Parallel and Distributed Processing Symposium, International (2008)
Miami, FL, USA
Apr. 14, 2008 to Apr. 18, 2008
Jing Yu , Department of Computer Science University of Illinois at Urbana-Champaign 201 N.Goodwin ave, 61820, USA
Maria Jesus Garzaran , Department of Computer Science University of Illinois at Urbana-Champaign 201 N.Goodwin ave, 61820, USA
Marc Snir , Department of Computer Science University of Illinois at Urbana-Champaign 201 N.Goodwin ave, 61820, USA
Dramatic increases in the number of transistors that can be integrated on a chip make processors more susceptible to radiation-induced transient errors. For commodity chips which are cost- and energy-constrained, software approaches can play a major role for fault detection because they can be tailored to fit different requirements of reliability and performance. However, software approaches add a significant performance overhead because they replicate the instructions and add checking instructions to compare the results. In order to make software checking approaches more attractive, we use compiler techniqes to identify the “unnecessary” replicas and checking instructions. In this paper, we present three techniques.
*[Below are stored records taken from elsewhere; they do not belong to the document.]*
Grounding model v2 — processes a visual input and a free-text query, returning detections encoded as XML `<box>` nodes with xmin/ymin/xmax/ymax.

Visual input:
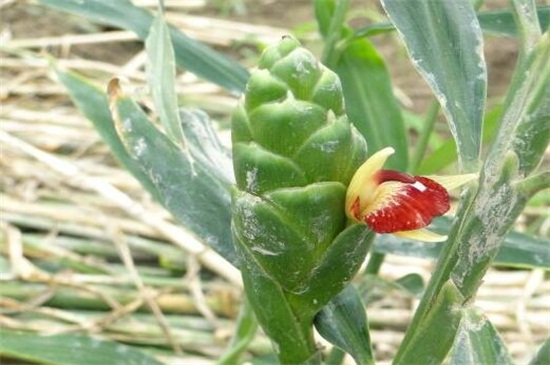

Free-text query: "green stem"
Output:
<box><xmin>409</xmin><ymin>100</ymin><xmax>439</xmax><ymax>173</ymax></box>
<box><xmin>517</xmin><ymin>171</ymin><xmax>550</xmax><ymax>199</ymax></box>
<box><xmin>325</xmin><ymin>347</ymin><xmax>346</xmax><ymax>365</ymax></box>
<box><xmin>365</xmin><ymin>252</ymin><xmax>386</xmax><ymax>275</ymax></box>
<box><xmin>321</xmin><ymin>0</ymin><xmax>349</xmax><ymax>67</ymax></box>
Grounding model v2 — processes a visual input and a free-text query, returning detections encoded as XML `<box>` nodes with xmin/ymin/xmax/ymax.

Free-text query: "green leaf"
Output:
<box><xmin>373</xmin><ymin>217</ymin><xmax>550</xmax><ymax>270</ymax></box>
<box><xmin>395</xmin><ymin>273</ymin><xmax>424</xmax><ymax>296</ymax></box>
<box><xmin>234</xmin><ymin>235</ymin><xmax>317</xmax><ymax>364</ymax></box>
<box><xmin>354</xmin><ymin>5</ymin><xmax>550</xmax><ymax>37</ymax></box>
<box><xmin>477</xmin><ymin>5</ymin><xmax>550</xmax><ymax>37</ymax></box>
<box><xmin>334</xmin><ymin>39</ymin><xmax>408</xmax><ymax>170</ymax></box>
<box><xmin>40</xmin><ymin>0</ymin><xmax>248</xmax><ymax>92</ymax></box>
<box><xmin>314</xmin><ymin>0</ymin><xmax>336</xmax><ymax>38</ymax></box>
<box><xmin>217</xmin><ymin>299</ymin><xmax>258</xmax><ymax>365</ymax></box>
<box><xmin>382</xmin><ymin>0</ymin><xmax>487</xmax><ymax>172</ymax></box>
<box><xmin>0</xmin><ymin>328</ymin><xmax>162</xmax><ymax>365</ymax></box>
<box><xmin>145</xmin><ymin>11</ymin><xmax>187</xmax><ymax>146</ymax></box>
<box><xmin>529</xmin><ymin>338</ymin><xmax>550</xmax><ymax>365</ymax></box>
<box><xmin>450</xmin><ymin>308</ymin><xmax>513</xmax><ymax>365</ymax></box>
<box><xmin>508</xmin><ymin>32</ymin><xmax>550</xmax><ymax>176</ymax></box>
<box><xmin>418</xmin><ymin>106</ymin><xmax>502</xmax><ymax>175</ymax></box>
<box><xmin>56</xmin><ymin>70</ymin><xmax>159</xmax><ymax>200</ymax></box>
<box><xmin>111</xmin><ymin>90</ymin><xmax>237</xmax><ymax>264</ymax></box>
<box><xmin>314</xmin><ymin>285</ymin><xmax>374</xmax><ymax>365</ymax></box>
<box><xmin>394</xmin><ymin>280</ymin><xmax>464</xmax><ymax>365</ymax></box>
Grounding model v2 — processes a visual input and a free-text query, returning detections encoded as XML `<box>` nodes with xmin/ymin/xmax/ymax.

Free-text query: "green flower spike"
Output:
<box><xmin>232</xmin><ymin>37</ymin><xmax>372</xmax><ymax>364</ymax></box>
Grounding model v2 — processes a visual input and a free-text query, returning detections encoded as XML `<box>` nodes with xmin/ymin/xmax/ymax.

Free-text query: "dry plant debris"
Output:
<box><xmin>0</xmin><ymin>0</ymin><xmax>550</xmax><ymax>364</ymax></box>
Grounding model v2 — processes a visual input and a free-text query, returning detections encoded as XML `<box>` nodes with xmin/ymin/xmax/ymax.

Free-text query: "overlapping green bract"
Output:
<box><xmin>232</xmin><ymin>37</ymin><xmax>369</xmax><ymax>362</ymax></box>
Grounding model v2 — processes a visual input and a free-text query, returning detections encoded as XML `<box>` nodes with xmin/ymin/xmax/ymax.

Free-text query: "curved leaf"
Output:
<box><xmin>111</xmin><ymin>85</ymin><xmax>237</xmax><ymax>264</ymax></box>
<box><xmin>450</xmin><ymin>308</ymin><xmax>513</xmax><ymax>365</ymax></box>
<box><xmin>334</xmin><ymin>39</ymin><xmax>408</xmax><ymax>170</ymax></box>
<box><xmin>382</xmin><ymin>0</ymin><xmax>487</xmax><ymax>172</ymax></box>
<box><xmin>56</xmin><ymin>70</ymin><xmax>159</xmax><ymax>200</ymax></box>
<box><xmin>314</xmin><ymin>285</ymin><xmax>374</xmax><ymax>365</ymax></box>
<box><xmin>40</xmin><ymin>0</ymin><xmax>248</xmax><ymax>92</ymax></box>
<box><xmin>353</xmin><ymin>5</ymin><xmax>550</xmax><ymax>37</ymax></box>
<box><xmin>373</xmin><ymin>217</ymin><xmax>550</xmax><ymax>270</ymax></box>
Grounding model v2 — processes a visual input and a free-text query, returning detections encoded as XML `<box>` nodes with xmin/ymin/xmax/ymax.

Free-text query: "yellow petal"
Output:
<box><xmin>393</xmin><ymin>228</ymin><xmax>447</xmax><ymax>242</ymax></box>
<box><xmin>346</xmin><ymin>147</ymin><xmax>395</xmax><ymax>219</ymax></box>
<box><xmin>432</xmin><ymin>174</ymin><xmax>478</xmax><ymax>190</ymax></box>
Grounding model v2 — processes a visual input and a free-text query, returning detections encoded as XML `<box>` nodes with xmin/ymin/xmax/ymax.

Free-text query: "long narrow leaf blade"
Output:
<box><xmin>334</xmin><ymin>39</ymin><xmax>408</xmax><ymax>170</ymax></box>
<box><xmin>56</xmin><ymin>70</ymin><xmax>159</xmax><ymax>200</ymax></box>
<box><xmin>382</xmin><ymin>0</ymin><xmax>487</xmax><ymax>172</ymax></box>
<box><xmin>145</xmin><ymin>8</ymin><xmax>186</xmax><ymax>146</ymax></box>
<box><xmin>109</xmin><ymin>81</ymin><xmax>237</xmax><ymax>264</ymax></box>
<box><xmin>373</xmin><ymin>218</ymin><xmax>550</xmax><ymax>270</ymax></box>
<box><xmin>40</xmin><ymin>0</ymin><xmax>248</xmax><ymax>92</ymax></box>
<box><xmin>450</xmin><ymin>308</ymin><xmax>513</xmax><ymax>365</ymax></box>
<box><xmin>315</xmin><ymin>285</ymin><xmax>374</xmax><ymax>365</ymax></box>
<box><xmin>0</xmin><ymin>329</ymin><xmax>161</xmax><ymax>365</ymax></box>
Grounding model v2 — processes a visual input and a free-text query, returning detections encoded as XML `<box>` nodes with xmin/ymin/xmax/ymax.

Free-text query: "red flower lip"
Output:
<box><xmin>346</xmin><ymin>147</ymin><xmax>477</xmax><ymax>242</ymax></box>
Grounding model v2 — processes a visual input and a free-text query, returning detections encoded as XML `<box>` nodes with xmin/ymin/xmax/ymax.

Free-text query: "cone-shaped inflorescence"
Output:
<box><xmin>232</xmin><ymin>37</ymin><xmax>376</xmax><ymax>364</ymax></box>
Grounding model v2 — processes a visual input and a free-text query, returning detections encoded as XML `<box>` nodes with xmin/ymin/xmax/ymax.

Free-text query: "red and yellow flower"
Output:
<box><xmin>346</xmin><ymin>147</ymin><xmax>477</xmax><ymax>242</ymax></box>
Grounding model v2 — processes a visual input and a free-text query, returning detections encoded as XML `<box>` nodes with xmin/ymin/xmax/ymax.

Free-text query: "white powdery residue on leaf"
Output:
<box><xmin>251</xmin><ymin>246</ymin><xmax>281</xmax><ymax>256</ymax></box>
<box><xmin>122</xmin><ymin>118</ymin><xmax>132</xmax><ymax>133</ymax></box>
<box><xmin>463</xmin><ymin>185</ymin><xmax>516</xmax><ymax>275</ymax></box>
<box><xmin>311</xmin><ymin>214</ymin><xmax>331</xmax><ymax>242</ymax></box>
<box><xmin>132</xmin><ymin>137</ymin><xmax>147</xmax><ymax>157</ymax></box>
<box><xmin>246</xmin><ymin>168</ymin><xmax>258</xmax><ymax>191</ymax></box>
<box><xmin>116</xmin><ymin>345</ymin><xmax>128</xmax><ymax>354</ymax></box>
<box><xmin>463</xmin><ymin>313</ymin><xmax>487</xmax><ymax>332</ymax></box>
<box><xmin>314</xmin><ymin>140</ymin><xmax>340</xmax><ymax>153</ymax></box>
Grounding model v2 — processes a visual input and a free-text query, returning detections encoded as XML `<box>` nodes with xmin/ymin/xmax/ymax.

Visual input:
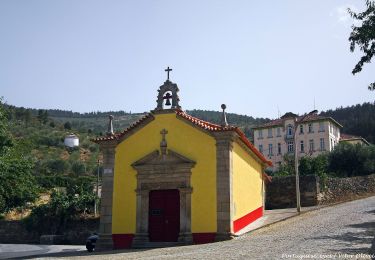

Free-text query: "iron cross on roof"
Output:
<box><xmin>164</xmin><ymin>66</ymin><xmax>172</xmax><ymax>80</ymax></box>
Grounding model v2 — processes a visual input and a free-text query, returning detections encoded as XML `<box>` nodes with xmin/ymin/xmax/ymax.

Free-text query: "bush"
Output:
<box><xmin>71</xmin><ymin>161</ymin><xmax>86</xmax><ymax>176</ymax></box>
<box><xmin>36</xmin><ymin>175</ymin><xmax>96</xmax><ymax>193</ymax></box>
<box><xmin>298</xmin><ymin>154</ymin><xmax>328</xmax><ymax>188</ymax></box>
<box><xmin>0</xmin><ymin>157</ymin><xmax>39</xmax><ymax>213</ymax></box>
<box><xmin>328</xmin><ymin>143</ymin><xmax>375</xmax><ymax>177</ymax></box>
<box><xmin>24</xmin><ymin>192</ymin><xmax>96</xmax><ymax>234</ymax></box>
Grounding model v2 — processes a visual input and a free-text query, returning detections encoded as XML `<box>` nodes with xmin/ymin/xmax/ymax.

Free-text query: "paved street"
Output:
<box><xmin>1</xmin><ymin>197</ymin><xmax>375</xmax><ymax>259</ymax></box>
<box><xmin>0</xmin><ymin>244</ymin><xmax>86</xmax><ymax>259</ymax></box>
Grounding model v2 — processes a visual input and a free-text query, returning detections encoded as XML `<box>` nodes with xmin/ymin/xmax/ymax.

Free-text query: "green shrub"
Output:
<box><xmin>24</xmin><ymin>192</ymin><xmax>96</xmax><ymax>234</ymax></box>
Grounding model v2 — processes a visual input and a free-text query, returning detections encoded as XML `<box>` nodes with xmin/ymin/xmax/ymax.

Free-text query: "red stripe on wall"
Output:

The first technique uses boolean logic to identify code patterns that correspond to outcome tolerant branches. The second technique identifies address checks before loads and stores that can be removed with different degrees of fault coverage. The third technique identifies the checking instructions and shadow registers that are unnecessary when the register file is protected in hardware. By combining the three techniques, the overheads of software approaches can be reduced by an average 50%.
M. Snir, M. J. Garzaran and J. Yu, "Efficient software checking for fault tolerance," 2008 IEEE International Parallel & Distributed Processing Symposium(IPDPS), Miami, FL, 2008, pp. 1-5.